Hemen herkes için utanma duygusu nedir? Sabahın erken saatlerinde gazeteyi eline alınca şok geçirdi insanlar. Kırmızı renklerle ve büyük puntolarla yazıyordu en baş köşede. “Son çıkan Kanun Hükmünde Kararname ile utanma duygusu artık yok, özgürüz ey halkım,” başlığı vardı. Ardından televizyonu açıp ayrıntıları merak ettik. Sonrasında neler olduğunu bizzat gözlerimizle gördük. Yaşayarak öğrenmenin ne demek olduğunu o saatlerde idrak ettik. Merdivenlerden hızla koşarak inen insanların kahkahaları inletti apartmanı. Çünkü artık utanma duygusu yoktu azizim. İnsanlar rahatsız olur mu ya da yaptığımız ayıp mı diye düşünen kalmamıştı.
Özgürce Yaşama Anlayışı
Meydanlarda toplantı utanmanın bihaber insan kalabalıkları. Giderek de çoğaldı zavallı kabul ettiğim insan müsveddeleri. Ellerinde flama ve bayraklarla günü kutlamaya erken saatte başladılar. Bununla birlikte polis arabaları da eşlik etti bu kalabalık güruha. Artık korkmadan ve çekinmeden yaptıkları şeyler meşru zemine oturmuştu. Çünkü koruma kalkanı olarak kullanabilecekleri bir durum oluşmuştu. Yıllardır göstererek yaptıkları her şey için hakkımız demeye başlamışlardı bile. Azgın bir kalabalık gezi alanlarını tarumar etmiş, kızgınlıklarını ve öfkelerini kusmuşlardı zamanında.
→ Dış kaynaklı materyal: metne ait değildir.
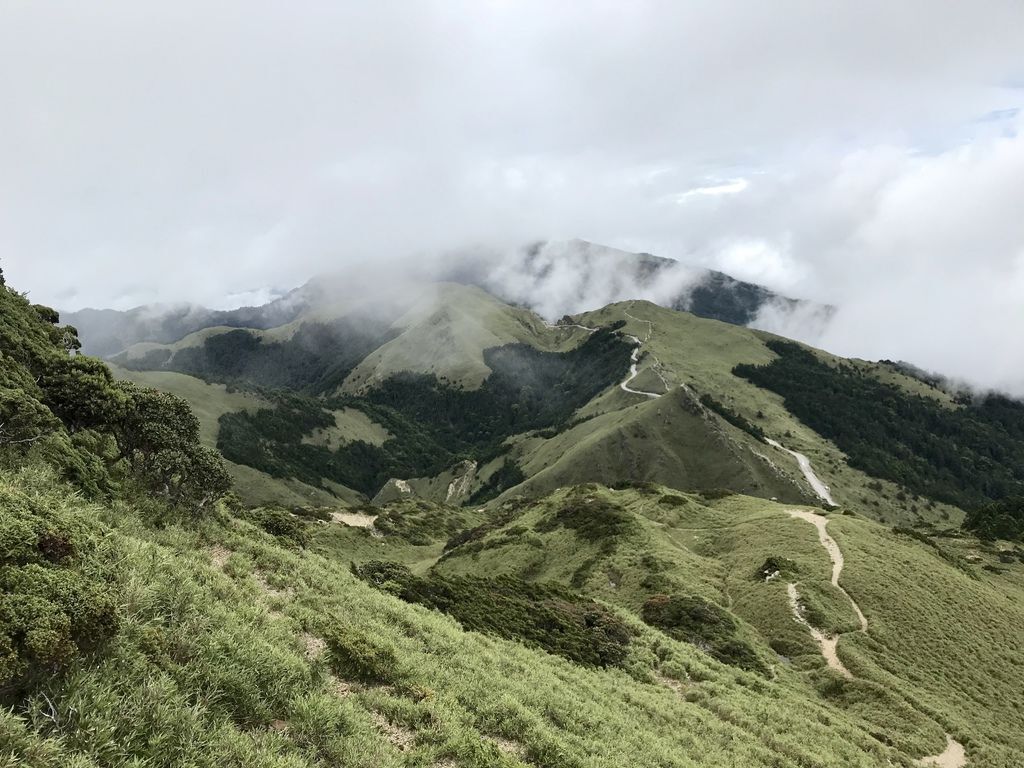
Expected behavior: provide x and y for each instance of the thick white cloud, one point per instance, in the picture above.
(203, 150)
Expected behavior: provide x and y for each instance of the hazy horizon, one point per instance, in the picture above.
(868, 157)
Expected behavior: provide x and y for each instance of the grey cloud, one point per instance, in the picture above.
(197, 151)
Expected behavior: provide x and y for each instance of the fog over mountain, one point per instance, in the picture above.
(868, 157)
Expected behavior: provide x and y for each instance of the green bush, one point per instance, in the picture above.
(282, 524)
(55, 601)
(544, 615)
(702, 624)
(355, 655)
(592, 517)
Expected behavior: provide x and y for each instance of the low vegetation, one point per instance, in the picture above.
(432, 424)
(968, 456)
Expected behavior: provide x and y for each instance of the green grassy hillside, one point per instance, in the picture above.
(147, 617)
(235, 647)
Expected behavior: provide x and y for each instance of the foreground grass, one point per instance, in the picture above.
(219, 662)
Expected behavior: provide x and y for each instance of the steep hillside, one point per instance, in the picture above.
(147, 617)
(354, 400)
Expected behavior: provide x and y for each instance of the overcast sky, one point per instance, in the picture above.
(866, 154)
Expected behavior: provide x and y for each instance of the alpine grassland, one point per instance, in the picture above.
(153, 615)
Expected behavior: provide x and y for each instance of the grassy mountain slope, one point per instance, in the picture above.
(236, 648)
(702, 353)
(940, 648)
(444, 335)
(147, 620)
(672, 440)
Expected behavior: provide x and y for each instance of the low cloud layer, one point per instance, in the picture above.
(866, 155)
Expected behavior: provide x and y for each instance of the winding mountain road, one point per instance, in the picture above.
(635, 358)
(805, 466)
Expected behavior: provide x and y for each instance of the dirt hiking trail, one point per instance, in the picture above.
(805, 466)
(954, 755)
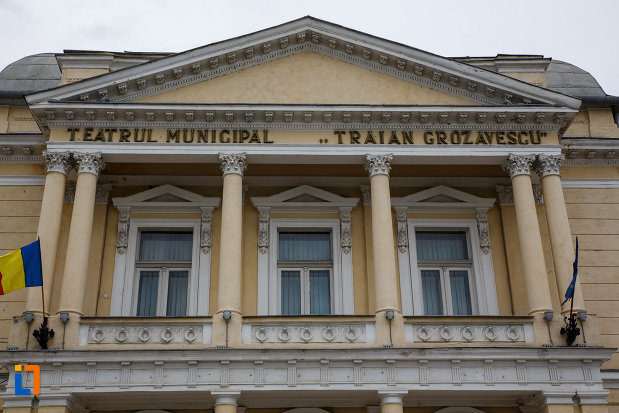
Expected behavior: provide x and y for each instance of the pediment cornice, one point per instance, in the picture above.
(305, 34)
(301, 117)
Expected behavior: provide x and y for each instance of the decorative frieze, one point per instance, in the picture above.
(482, 227)
(345, 230)
(518, 164)
(548, 164)
(400, 213)
(378, 164)
(233, 163)
(124, 214)
(206, 229)
(89, 162)
(468, 333)
(263, 229)
(291, 333)
(57, 162)
(145, 334)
Toplum içerisinde tüm ahlaksızlıkları yapabilir, doğayı kirletmeye devam edebilir olmanın sevincini yaşadılar. Ayrıca denize sigara atma konusunda da daha rahat olacaklar. Bununla birlikte tanıdık bularak iş sahibi olmanın getirdiği utanma riski de ortadan kalktı. Ayrıca kariyer yaparken haram olduğunu düşünmenin de gereği kalmadı. Çünkü artık utanma duygusu yoktu. Bunları yaparken gülüşmeler olması da bir trajedi habercisi değil mi sence? Nerede insanlığı kurtaracak insanlar diye çırpınmanın zamanı gelmedi mi?
Utanma Duygusu Nedir Ki?
Toplumları bir arada tutmaya yarayan ve belki de insanları manevi anlamda frenleyen bir duygudan bahsediyorum. Evet, bunu yazarken bile insanları hayal ederken utanıyorum. Fıtrat meselesi olduğuna dair inançların olduğunu da biliyorum. Ancak onlar yapamıyor bunu azizim. Hayır, yapmıyorlar. Çünkü domuz gibi başladılar yemeye birbirilerinin etlerinden. Üstlerine basarak geçmeyi ilke edinmiş insanlara neler anlatıyorum ki? Güçsüz olmanın acı bir şey olduğunu biliyorlar. Sonrasında düşünüp güçsüz olmamak için her şeyi yapıyorlar. Ardından ben güçlüyüm diyerek zayıfları eziyorlar. Hak yemenin bu kadar kolay olabileceğini idrak edememiştim. Evet, suçluyum bu konuda. Düşünememiştim. Ancak yine de bütün suç benim olamaz değil mi?